ITINERARI E LUOGHI
Monti, torrenti e il "miracolo" dei delfini: i segreti del borgo siciliano tra fede e mistero
Il racconto di una passeggiata alla scoperta del borgo siciliano protagonista della leggenda di un quadro della Madonna portato dal mare a dorso dei delfini
Passeggiata nel borgo di Larderia
Rieccomi a percorrere e a raccontare i piccoli borghi del circondario messinese, ma andiamo con ordine.
Sabato 11 gennaio il gruppo "Camminare i Peloritani", guidato da Maria Pollino, esperta di trekking urbano, si è diretto a Larderia, un villaggio di Messina sud raggomitolato nei pressi dell’omonimo torrente e alle pendici del monte Dinnammare.
C’è una perfetta corrispondenza fra il nome e la sua etimologia, perché Larderia vuole dire appunto il luogo dove si produce il lardo e la carne.
Ma a dispetto di questa sua prosaica denominazione, la località non si presenta come una anonima periferia industriale, ma assume invece le sembianze di un ordinato paesino, anzi ci ero stato una ventina di anni fa e devo dire che l’ho trovato notevolmente più curato e migliorato, e ciò mi ha trasmesso un po’ di ottimismo nel constatare che non tutto va a ramengo.
La chiesa sorge in una posizione decentrata rispetto al paese. Ci è stato spiegato che ciò è avvenuto perché il torrente, che in passato ha provocato anche rovinose alluvioni, ha deviato il suo corso.

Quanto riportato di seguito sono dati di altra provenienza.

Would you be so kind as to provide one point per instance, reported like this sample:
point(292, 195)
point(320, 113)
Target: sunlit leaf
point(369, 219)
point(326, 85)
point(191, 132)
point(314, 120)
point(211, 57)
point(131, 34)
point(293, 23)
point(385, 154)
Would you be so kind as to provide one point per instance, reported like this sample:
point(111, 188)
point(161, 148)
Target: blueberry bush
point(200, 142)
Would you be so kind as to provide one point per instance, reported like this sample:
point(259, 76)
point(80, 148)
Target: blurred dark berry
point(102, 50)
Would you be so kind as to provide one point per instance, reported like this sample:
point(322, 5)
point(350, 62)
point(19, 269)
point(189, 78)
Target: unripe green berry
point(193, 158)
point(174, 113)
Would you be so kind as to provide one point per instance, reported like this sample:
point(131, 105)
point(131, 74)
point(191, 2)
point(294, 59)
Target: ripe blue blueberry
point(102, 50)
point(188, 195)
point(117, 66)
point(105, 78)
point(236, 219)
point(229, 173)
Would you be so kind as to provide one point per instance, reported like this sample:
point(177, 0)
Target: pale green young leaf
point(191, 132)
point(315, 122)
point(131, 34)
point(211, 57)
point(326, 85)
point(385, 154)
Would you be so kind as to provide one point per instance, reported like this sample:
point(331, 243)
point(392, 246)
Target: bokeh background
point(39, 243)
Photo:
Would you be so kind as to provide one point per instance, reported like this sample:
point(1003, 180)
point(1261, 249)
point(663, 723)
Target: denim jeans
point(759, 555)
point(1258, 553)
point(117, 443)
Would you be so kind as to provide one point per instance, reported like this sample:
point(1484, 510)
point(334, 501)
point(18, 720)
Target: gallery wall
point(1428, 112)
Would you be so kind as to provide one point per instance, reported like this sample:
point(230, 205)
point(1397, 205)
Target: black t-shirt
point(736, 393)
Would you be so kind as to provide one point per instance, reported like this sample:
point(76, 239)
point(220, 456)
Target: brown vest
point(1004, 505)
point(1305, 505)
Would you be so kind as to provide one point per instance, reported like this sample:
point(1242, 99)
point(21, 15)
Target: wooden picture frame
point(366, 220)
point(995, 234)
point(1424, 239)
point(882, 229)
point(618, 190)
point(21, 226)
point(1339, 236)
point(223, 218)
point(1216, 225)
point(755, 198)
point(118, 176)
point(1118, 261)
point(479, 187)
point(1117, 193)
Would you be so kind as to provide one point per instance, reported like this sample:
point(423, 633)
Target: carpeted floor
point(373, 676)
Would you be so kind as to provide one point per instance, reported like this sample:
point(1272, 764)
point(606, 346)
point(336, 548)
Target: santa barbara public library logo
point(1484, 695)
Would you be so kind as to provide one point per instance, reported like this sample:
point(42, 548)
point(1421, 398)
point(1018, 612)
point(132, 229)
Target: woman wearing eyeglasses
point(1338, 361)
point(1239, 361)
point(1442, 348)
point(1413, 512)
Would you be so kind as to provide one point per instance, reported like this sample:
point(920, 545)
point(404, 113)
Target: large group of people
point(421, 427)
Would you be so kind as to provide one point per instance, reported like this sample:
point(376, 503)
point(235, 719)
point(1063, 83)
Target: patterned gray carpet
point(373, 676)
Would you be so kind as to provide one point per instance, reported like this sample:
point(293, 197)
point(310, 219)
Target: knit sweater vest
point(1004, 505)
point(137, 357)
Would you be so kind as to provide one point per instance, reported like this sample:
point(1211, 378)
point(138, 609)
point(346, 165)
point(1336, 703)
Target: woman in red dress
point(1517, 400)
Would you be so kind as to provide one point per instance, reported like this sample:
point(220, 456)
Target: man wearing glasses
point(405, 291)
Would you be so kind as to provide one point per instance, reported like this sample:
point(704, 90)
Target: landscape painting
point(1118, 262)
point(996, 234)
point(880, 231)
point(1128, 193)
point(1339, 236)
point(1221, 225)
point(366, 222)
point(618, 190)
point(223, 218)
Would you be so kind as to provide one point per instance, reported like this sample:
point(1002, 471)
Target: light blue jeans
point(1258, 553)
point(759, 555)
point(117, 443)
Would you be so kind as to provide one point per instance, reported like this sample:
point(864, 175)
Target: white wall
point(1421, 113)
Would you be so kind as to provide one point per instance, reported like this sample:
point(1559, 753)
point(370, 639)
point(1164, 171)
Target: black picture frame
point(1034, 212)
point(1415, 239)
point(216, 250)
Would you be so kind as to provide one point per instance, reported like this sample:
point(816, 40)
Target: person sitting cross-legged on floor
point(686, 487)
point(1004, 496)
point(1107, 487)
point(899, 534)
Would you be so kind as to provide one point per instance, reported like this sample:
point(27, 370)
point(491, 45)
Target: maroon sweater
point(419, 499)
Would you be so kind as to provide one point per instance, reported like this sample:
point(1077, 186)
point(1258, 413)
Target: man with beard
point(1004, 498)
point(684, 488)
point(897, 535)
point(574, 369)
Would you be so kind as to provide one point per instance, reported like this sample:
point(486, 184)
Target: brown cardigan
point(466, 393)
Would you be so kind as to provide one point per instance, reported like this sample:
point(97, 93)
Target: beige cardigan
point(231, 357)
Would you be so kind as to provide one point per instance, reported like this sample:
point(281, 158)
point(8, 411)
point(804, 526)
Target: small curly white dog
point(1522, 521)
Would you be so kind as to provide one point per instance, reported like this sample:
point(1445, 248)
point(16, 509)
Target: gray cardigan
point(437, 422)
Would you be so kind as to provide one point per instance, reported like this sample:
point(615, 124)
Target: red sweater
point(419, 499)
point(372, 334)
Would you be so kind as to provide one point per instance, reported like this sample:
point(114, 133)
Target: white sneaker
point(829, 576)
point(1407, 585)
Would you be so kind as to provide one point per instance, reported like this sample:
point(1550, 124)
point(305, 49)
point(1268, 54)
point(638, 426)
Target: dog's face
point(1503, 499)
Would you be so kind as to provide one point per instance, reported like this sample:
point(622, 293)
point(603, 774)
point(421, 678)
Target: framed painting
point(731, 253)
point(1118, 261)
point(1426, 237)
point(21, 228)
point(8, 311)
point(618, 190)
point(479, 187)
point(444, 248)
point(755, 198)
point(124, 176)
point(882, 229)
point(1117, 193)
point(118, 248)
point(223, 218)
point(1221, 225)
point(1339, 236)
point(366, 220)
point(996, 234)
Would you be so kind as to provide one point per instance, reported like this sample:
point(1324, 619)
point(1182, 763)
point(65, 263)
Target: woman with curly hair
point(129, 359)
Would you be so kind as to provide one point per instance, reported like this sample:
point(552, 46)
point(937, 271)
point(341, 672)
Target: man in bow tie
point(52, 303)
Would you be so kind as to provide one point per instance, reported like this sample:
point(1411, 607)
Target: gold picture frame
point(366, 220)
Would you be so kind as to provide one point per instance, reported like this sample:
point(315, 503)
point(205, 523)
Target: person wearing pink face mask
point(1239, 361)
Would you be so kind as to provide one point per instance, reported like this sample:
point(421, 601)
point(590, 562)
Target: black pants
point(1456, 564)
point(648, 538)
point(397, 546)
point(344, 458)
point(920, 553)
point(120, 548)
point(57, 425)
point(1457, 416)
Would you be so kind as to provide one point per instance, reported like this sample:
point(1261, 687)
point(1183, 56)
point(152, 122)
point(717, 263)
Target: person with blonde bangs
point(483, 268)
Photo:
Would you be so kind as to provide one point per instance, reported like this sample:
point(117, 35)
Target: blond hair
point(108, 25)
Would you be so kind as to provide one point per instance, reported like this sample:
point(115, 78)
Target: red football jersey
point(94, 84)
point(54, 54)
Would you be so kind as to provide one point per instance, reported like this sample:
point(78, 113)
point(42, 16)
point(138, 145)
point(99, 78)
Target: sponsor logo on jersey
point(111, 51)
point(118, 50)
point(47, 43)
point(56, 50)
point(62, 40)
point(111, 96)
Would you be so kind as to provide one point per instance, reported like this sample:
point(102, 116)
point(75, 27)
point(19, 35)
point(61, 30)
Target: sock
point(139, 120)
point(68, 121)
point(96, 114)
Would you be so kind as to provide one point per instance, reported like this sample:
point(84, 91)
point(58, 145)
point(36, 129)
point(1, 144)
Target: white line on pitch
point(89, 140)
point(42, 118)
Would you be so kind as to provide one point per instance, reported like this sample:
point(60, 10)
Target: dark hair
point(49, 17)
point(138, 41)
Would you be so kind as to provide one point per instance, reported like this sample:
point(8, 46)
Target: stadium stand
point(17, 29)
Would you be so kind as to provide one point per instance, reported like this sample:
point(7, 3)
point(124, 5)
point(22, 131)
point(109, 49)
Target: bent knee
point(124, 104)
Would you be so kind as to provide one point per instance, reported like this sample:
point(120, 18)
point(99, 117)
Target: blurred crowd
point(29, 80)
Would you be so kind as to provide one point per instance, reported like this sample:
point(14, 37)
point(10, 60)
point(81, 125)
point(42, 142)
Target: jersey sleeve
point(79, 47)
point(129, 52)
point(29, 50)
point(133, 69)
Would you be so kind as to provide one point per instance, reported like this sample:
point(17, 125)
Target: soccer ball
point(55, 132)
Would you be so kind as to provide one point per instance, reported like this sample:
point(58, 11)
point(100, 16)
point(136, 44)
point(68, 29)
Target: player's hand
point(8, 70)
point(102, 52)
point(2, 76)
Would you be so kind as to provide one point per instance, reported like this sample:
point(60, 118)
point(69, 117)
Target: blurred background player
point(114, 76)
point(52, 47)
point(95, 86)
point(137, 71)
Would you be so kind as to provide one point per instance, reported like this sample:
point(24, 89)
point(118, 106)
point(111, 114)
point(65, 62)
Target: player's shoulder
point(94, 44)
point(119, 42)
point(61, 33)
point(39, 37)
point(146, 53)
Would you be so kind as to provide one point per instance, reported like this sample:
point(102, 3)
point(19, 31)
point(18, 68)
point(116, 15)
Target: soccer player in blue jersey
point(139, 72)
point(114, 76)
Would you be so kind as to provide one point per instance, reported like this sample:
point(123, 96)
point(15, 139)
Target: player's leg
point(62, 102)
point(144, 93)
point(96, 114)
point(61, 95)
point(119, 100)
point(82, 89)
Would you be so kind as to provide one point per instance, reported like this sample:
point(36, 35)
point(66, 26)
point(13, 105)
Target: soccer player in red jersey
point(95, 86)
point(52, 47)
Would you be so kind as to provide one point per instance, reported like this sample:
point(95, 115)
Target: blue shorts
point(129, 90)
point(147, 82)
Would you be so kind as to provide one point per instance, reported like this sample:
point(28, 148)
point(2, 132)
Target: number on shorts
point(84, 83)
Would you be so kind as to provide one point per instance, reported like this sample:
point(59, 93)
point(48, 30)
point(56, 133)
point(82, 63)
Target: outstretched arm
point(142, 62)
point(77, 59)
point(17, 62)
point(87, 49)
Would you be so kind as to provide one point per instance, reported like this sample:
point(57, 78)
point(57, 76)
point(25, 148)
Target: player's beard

La chiesa è stata costruita nel XVIII secolo e conserva notevoli opere d’arte, tra cui affreschi di Letterio Paladino. La navata centrale e l’altare risultano costituiti di pregevoli marmi policromi. Inoltre, su una navata laterale c’è il quadro di Maria con bambino, opera di Michele Panebianco.
Dopo ci siamo recati al palazzo dei Moncada, una nobile famiglia di cui Aloisio dal 1684 per lungo tempo si fregiò del titolo di principe di Larderia.
L’ingresso è costituito di un portale bugnato ad arco al di sopra del quale sorge lo stemma in pietra della famiglia. Al centro vi è un ampio balcone di cui rimangono le mensole in pietra decorata.
Abbiamo proseguito verso l’eremo di S. Anna appartenente alla famiglia Settineri che lo ha restaurato e convertito ad agriturismo.
Abbiamo parlato col titolare di questa attività e lui ci ha spiegato che non sempre il rapporto costi-ricavi si risolve in modo pacifico, ma non è raro che i primi riescano a "cannibalizzare" i secondi.
Abbiamo comunque visitato un suggestivo presepe in muratura costruito trenta anni fa. Dopo, affrontando un dislivello di un centinaio di metri, siamo arrivati a Larderia superiore, largamente disabitata ma con le sue scalinate, i vicoletti e le case in cui sono ancora intatte le ringhiere in ferro battuto dei balconi.
Ormai fuori paese ci siamo imbattuti in un lavatoio dell’ottocento abbondantemente rifornito di acqua, ancora integro, forse perché appartenente ad una famiglia privata.
Non molto distanti, c’erano colonnati e antiche vestigia che mi hanno fatto venire in mente alcuni paesaggi romantici descritti dallo scrittore tedesco Goethe nel suo "Viaggio in Italia".
Ma eravamo ormai sul greto del torrente immersi in una natura rigogliosa e percorrevamo la trazzera una volta nota come "la via del grano" degli spagnoli.
Intanto, diversamente da come era apparso a valle, dove era quasi asciutto, il torrente era solcato da abbondanti flussi d’acqua e formava delle cascatelle. In un tratto ripido il suo alveo si restringeva ma diventava profondo e l’acqua limpida e trasparente scorreva veloce al suo interno. Più su, da un dislivello, si riversava una spumeggiante e fragorosa cascata.
Infine, siamo giunti alla disadorna chiesetta di S. Biagio, sorgente su un poggiolo e arricchita soltanto da un quadro del santo su foglia argentea. In realtà questa era l’ultima delle tappe di un altro percorso che i pellegrini intraprendono con il quadro raffigurante la Madonna, conducendolo in una notte di agosto sull’altra chiesa del monte Dinnammare (1128 metri sopra il livello del mare).
Secondo una leggenda l'opera è stata trovata dai pescatori sulla spiaggia di Larderia, dove vi era giunto a dorso di delfini.
Dopo, nell’abitazione di una famiglia del luogo ci siamo fermati per uno schiticchio con pane cunzato e prodotti tipici e, fra conversazioni e bicchierate, abbiamo trascorso l’intero pomeriggio, pertanto posso dire che abbiamo fatto il "Sabato nel villaggio".